Als sich Henriksen in Mainz als neuer Trainer vorstellte, sagte er: «Wir müssen füreinander sterben.» Es war der 13. Februar 2024, und der 1. FSV aus der Karnevalshochburg taumelte am Tabellenende der Bundesliga: Rang 17, ein Sieg nach 21 Runden, neun Punkte Rückstand auf einen Nicht-Abstiegsplatz.

In Henriksens Wortwahl und Ton hat sich nichts geändert, nur weil er jetzt nicht mehr als Happy Bo in der Super League arbeitet, sondern in der Bundesliga. Was sich vor allem auch nicht geändert hat: Der 49-jährige Däne hat die Fähigkeit, aus dem Stand heraus Menschen zu begeistern.

«Wir haben mit Bo auch eine neue Energiequelle gefunden», berichtet Martin Schmidt, von Beruf Sportdirektor in Mainz und daneben auch noch ein leidenschaftlicher Walliser. Das Resultat lässt sich in der Tabelle ablesen: Mit Henriksen als Trainer haben die Mainzer in acht Spielen vierzehn Punkte gewonnen, allein ihre Bilanz aus den letzten vier Spielen liest sich erstaunlich: 10:2 Punkte und 10:1 Tore. Auf den ersten Abstiegsplatz und Köln haben sie vor dem Auswärtsspiel am Sonntagabend in Freiburg vier Punkte Vorsprung, vom Nicht-Abstiegsplatz und Bochum sind sie nur noch einen Punkt entfernt.

Schmidt macht «Euphorie pur» aus – «und das unter dem grossen Label: Niemals aufgeben!» Das Motto hat der Club ausgegeben, als es ihm noch im alten Jahr richtig schlecht lief. Bo Svensson, beliebt und anerkannt, verlor die Energie und trat zurück. Nachfolger Jan Siewert gewann genau ein Spiel, sein erstes, aber danach elfmal nicht mehr.

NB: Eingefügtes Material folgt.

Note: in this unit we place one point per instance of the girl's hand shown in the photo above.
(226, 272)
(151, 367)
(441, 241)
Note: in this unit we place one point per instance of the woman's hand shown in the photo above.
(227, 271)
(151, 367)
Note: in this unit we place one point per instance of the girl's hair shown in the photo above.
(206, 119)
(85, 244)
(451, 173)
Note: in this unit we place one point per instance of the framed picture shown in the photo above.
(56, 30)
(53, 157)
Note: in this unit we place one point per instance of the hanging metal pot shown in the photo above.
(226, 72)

Darum kamen die Chefs, Schmidt als Sportdirektor und Christian Heidel als Sportvorstand, zur Erkenntnis, dass sie etwas verändern mussten. Und sie erinnerten sich an Henriksen, der bei ihnen länger schon ein Thema war. Das hat mit Schmidt zu tun, der als Schweizer den Schweizer Fussball «in- und auswendig» kennt, und auch mit Heidel, weil es für ihn fast ein Hobby ist, sich mit Trainern zu beschäftigen.

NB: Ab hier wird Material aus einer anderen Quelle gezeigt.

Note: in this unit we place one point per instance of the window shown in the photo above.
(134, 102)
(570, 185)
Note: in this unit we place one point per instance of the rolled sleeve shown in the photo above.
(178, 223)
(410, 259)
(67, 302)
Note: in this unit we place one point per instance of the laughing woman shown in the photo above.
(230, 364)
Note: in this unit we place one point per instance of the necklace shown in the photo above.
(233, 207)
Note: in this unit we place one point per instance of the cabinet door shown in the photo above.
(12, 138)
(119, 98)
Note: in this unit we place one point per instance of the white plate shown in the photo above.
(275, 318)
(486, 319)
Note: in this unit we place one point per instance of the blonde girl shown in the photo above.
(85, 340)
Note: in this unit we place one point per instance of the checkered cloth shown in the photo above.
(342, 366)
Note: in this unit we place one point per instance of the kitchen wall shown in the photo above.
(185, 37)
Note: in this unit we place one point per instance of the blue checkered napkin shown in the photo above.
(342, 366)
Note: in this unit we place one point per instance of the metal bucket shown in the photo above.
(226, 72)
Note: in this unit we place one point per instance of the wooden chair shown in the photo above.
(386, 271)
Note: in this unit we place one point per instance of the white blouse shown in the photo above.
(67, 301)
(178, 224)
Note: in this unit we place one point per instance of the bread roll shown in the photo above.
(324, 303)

«Wir brauchen einen, der in die Köpfe der Spieler dringt»

Die beiden wussten, sie mussten den klassischen Mainzer Weg verlassen. Sie durften nicht mehr einen Trainer aus dem eigenen Verein nachziehen, wie einst Jürgen Klopp und Thomas Tuchel oder Schmidt selbst, der im Februar 2015 von der 2. Mannschaft in die Bundesliga aufstieg. «Wir sagten uns: Wir brauchen einen externen Impuls», erinnert sich Schmidt, «wir brauchen einen, der alles umdreht, der in die Köpfe der Spieler dringt. Wir waren uns schnell einig, dass Bo der Trainer ist, der uns helfen kann. So viele wie ihn gibt es nicht.»

In Zürich rumpelte es unterdessen ein wenig. Der FCZ fiel nach sieben sieglosen Spielen vom 1. auf den 5. Rang zurück. Der Trainer hatte nicht mehr die gleichen Vorstellungen von der Zukunft wie seine Vorgesetzten, Präsident Ancillo Canepa und Sportchef Milos Malenovic. In der Krise kürzte Henriksen die Diskussionen ab, indem er seinen Abschied auf Saisonende ankündigte.

Kaum gesagt, quasi Stunden später, erhielt er die Nachricht, dass Mainz ihn sofort verpflichten möchte. Der 9. Februar war das, ein Freitag. Henriksen gab sofort zu verstehen, wie interessiert er an einem Wechsel ist und wie reizvoll er die Aufgabe findet.

Samstag und Sonntag fanden die Gespräche statt. Nach einer halben Stunde wusste Schmidt bereits, wie gut Henriksen die Bundesliga kennt, die Mannschaften und Spieler. Am Montag wurden die Verhandlungen über einen Vertrag bis 2026 abgeschlossen, und am Dienstag stellte sich Henriksen am neuen Ort schon vor. Er gab sich Mühe, ein paar Sätze auf Deutsch zu sagen. Als es ihm aber wichtig wurde, wechselte er zurück in sein eindringliches Englisch, wie er es die ganze Zeit in Zürich gepflegt hatte.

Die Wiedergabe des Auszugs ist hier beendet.